While leading through challenging conditions is a leadership skill, there are limits. Remember that! You need to take care of yourself.
"All Companies are Messed Up!"
Next, on a company level:
Given the macroeconomic environment, slipping into a "survival mode" makes sense. An alternative is to see this as an opportunity to address the chronic issues that will make it hard to survive while in survival mode. You can ultimately come out of this much stronger if you "pay down" some chronic issues.

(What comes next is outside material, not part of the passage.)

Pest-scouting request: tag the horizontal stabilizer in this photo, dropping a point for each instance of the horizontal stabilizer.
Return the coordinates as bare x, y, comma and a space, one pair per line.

That may seem like the last thing on your mind, but I would argue that true productivity (better outcomes and lower costs) requires addressing the chronic issues instead of the "paper cuts" and "sprained ankles".
To close...
People often talk about ALL companies being "messed up" or "chaotic". That is not true. What IS true is that all companies face acute stressors AND some chronic issues. But the proportion varies significantly between organizations. The ability to address chronic issues (and acute issues) ALSO varies.
No company is perfect. But some companies are better than others at dealing with (and even benefiting from) their imperfections.
I agree with your bifurcation here, but the hardest part is discerning which problems in an organization are endemic and which ones are acute. Or perhaps more importantly, which endemic problems actually have the possibility of changing within an acceptable timeframe (poor leadership, inability to innovate, etc.) You mentioned Satya Nadella, for example - ask anyone during the Ballmer era of Microsoft, when the company was clearly in a decline, whether they would have held out hope for a revival such as the firm has seen, and I expect most of them would have emphatically said no.
Perhaps the most useful advice is to define for oneself what one's own acceptable timeframe for resolving endemic problems is, so that one does not get trapped in a "sick system" that constantly dangles the next variable reward just out of reach, and ensure that one makes good on a plan to leave that firm if the deadline has passed and things aren't better.
Every company has it's shit.
You gotta find one with crap you can live with.
This may be a cynical view, but organizations are comprised of humans and humans are peculiar. If you reflect on the people closest to you they all have their weird quirks that make sense when you know them.
If they don't have weird quirks you probably don't know them that well, it's part of being human. Nobody is normal. What the hell is normal anyway!